The small flowers of round-lobed hepatica (Hepatica nobilis var. obtusa or Anemone americana, below) do not put on much of a show, but this local woodland native is prized in the garden along with several other early flowering perennials and ephemerals. Several sharp-lobed hepaticas (Hepatica nobilis acuta or Anemone acutiloba) planted late in autumn have not yet appeared, a common story for new plantings that are planted late. I’m certain these will be similarly appreciated with blooms that shine through dark piles of decaying leaves.
While foliage of round-lobed hepatica is mostly evergreen, though its leaves often become discolored in winter, rarely do I remember where anything is planted that’s not obvious through the year. Annually, I must search to find it, but also Trout lilies (Erythronium americanum, below) that blend into the background until a yellow flower appears. Dog tooth violets (Erythronium ‘Pagoda’, below) have more flowers and prominent leaves without the distinctive markings that differentiate the two. Both are treasured.
Trilliums are appearing daily, with several showing their first glimpse of color while others have barely broken ground. My wife and I are spoiled by a nearby mountain park with uncountable numbers of native trilliums, but we treasure our relative few.

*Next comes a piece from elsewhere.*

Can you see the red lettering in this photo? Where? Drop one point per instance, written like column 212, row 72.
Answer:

I don’t believe that Glory-of-the-snow (Chionodoxa forbesii, below) will ever grow tall enough to flower through one of our occasional March snowfalls, but the vigorously spreading clump is appreciated for covering a bit of a waste area used as a path to one of the brush piles. If all bulbs would spread so quickly, from a few dozen planted to thousands, I would not second guess each purchase of a few handfuls of winter aconites and crocuses.